Optional dependencies (recommended)
For better local token-count estimates, install tokenizers:
pip install -U tiktoken tokenizers
tiktoken: used when available for OpenAI-style tokenization.
tokenizers: used for certain open-source tokenizers when available.
- If neither is available for the given model, we fall back to heuristic estimates.
Example: counting tokens
from pydantic import BaseModel
from agno.models.message import Message
from agno.models.openai import OpenAIChat
class Answer(BaseModel):
answer: str
model = OpenAIChat(id="gpt-4o")
messages = [
Message(role="system", content="You are a concise assistant."),
Message(role="user", content="Summarize context compression in 2 sentences."),
]
# Tool definitions can be passed as OpenAI-style tool dicts
tools = [
{
"type": "function",
"function": {
"name": "search_web",
"description": "Search the web for a query.",
"parameters": {
"type": "object",
"properties": {"query": {"type": "string"}},
"required": ["query"],
},
},
}
]
tokens = model.count_tokens(messages=messages, tools=tools, output_schema=Answer)

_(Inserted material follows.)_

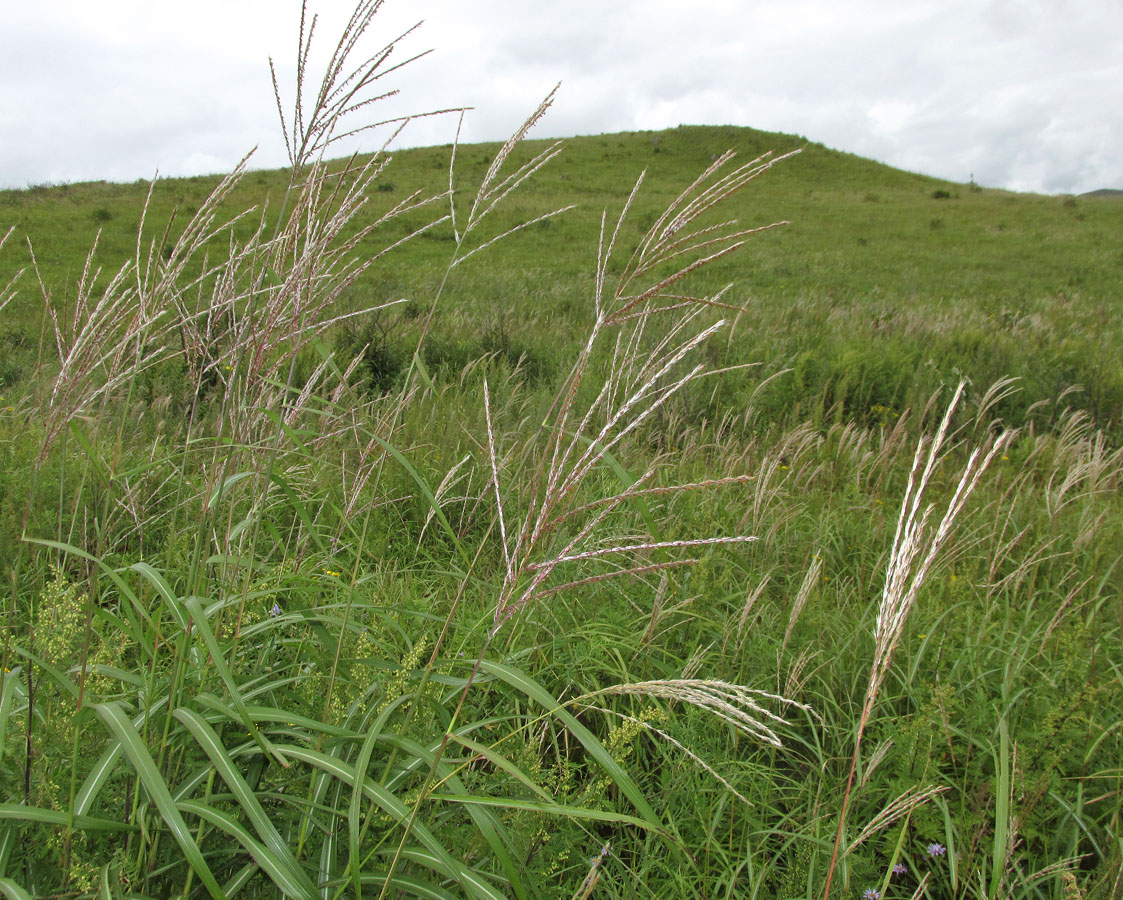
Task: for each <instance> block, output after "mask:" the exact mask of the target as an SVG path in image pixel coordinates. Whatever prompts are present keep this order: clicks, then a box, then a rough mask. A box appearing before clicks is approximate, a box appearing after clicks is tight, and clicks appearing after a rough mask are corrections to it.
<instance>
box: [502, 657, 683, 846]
mask: <svg viewBox="0 0 1123 900" xmlns="http://www.w3.org/2000/svg"><path fill="white" fill-rule="evenodd" d="M480 671H481V672H484V673H485V674H489V675H493V676H494V678H497V679H500V680H501V681H504V682H506V683H508V684H510V685H511V687H512V688H514V689H515V690H518V691H520V692H521V693H523V694H526V696H527V697H528V698H530V699H531V700H533V701H535V702H536V703H538V704H539V706H541V707H542V708H544V709H546V711H547V713H548V715H550V716H554V717H555V718H557V719H558V720H560V721H561V722H563V724H564V725H565V727H566V728H568V729H569V731H570V734H573V736H574V737H576V738H577V740H579V742H581V745H582V746H583V747H584V748H585V751H586V753H588V755H590V756H592V757H593V760H594V761H595V762H596V763H597V765H600V766H601V767H602V769H603V770H604V771H605V772H606V773H608V774H609V776H610V778H611V779H612V780H613V781H614V782H615V783H617V787H618V788H620V791H621V792H622V793H623V794H624V797H627V798H628V799H629V800H630V801H631V803H632V806H633V807H636V810H637V811H638V812H639V815H640V817H641V820H642V821H643V824H645V826H646V827H648V828H651V829H654V830H656V831H658V833H659V834H661V835H664V836H665V837H667V838H668V839H669V838H670V831H669V829H668V828H667V827H666V826H665V825H664V824H663V821H661V820H660V819H659V816H658V815H657V813H656V811H655V810H654V809H652V808H651V804H650V803H648V801H647V798H645V797H643V793H642V791H640V789H639V785H637V784H636V782H634V781H632V779H631V776H630V775H629V774H628V773H627V772H624V770H623V769H621V766H620V763H618V762H617V761H615V760H613V758H612V754H611V753H609V752H608V749H605V748H604V745H603V744H601V742H600V740H597V739H596V735H594V734H593V733H592V731H590V730H588V729H587V728H586V727H585V726H584V725H582V724H581V722H579V721H577V719H576V717H575V716H574V715H573V713H572V712H569V711H568V710H567V709H566V708H565V707H563V706H561V704H560V703H559V702H558V701H557V700H555V699H554V698H553V697H551V696H550V693H549V692H548V691H547V690H546V689H545V688H542V687H541V685H540V684H539V683H538V682H536V681H533V680H532V679H530V678H528V676H527V675H526V674H523V673H522V672H520V671H519V670H518V669H512V667H511V666H508V665H503V664H502V663H496V662H492V661H490V660H483V661H482V662H481V663H480Z"/></svg>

print(f"Estimated tokens: {tokens}")
Token counting in token-based context compression
When you set compress_token_limit, Agno checks the estimated token count during the run loop and triggers compression when the threshold is reached.
Because token counting can include message history, tool definitions, and the output schema/response format, it more closely matches the “true” request size than counting only message text.
Multimodal estimates
Agno uses conservative estimates for multimodal inputs to support context planning:
- Images: estimated via a tile-based approach (vision-style counting)
- Audio: estimated using tokens-per-second
- Video: estimated as frames counted similarly to images (with conservative defaults if fps/dimensions are unknown)
- Files: estimated based on file type/size
Notes:
- Token counting is still in Beta. We do our best to provide an estimate but we do not claim it be be 100% accurate across all providers and models. Please be wary of using this token count for calculating costs.
- For some providers like Claude we are able to call the exact endpoint and get an exact token count. This is not supported for all providers yet.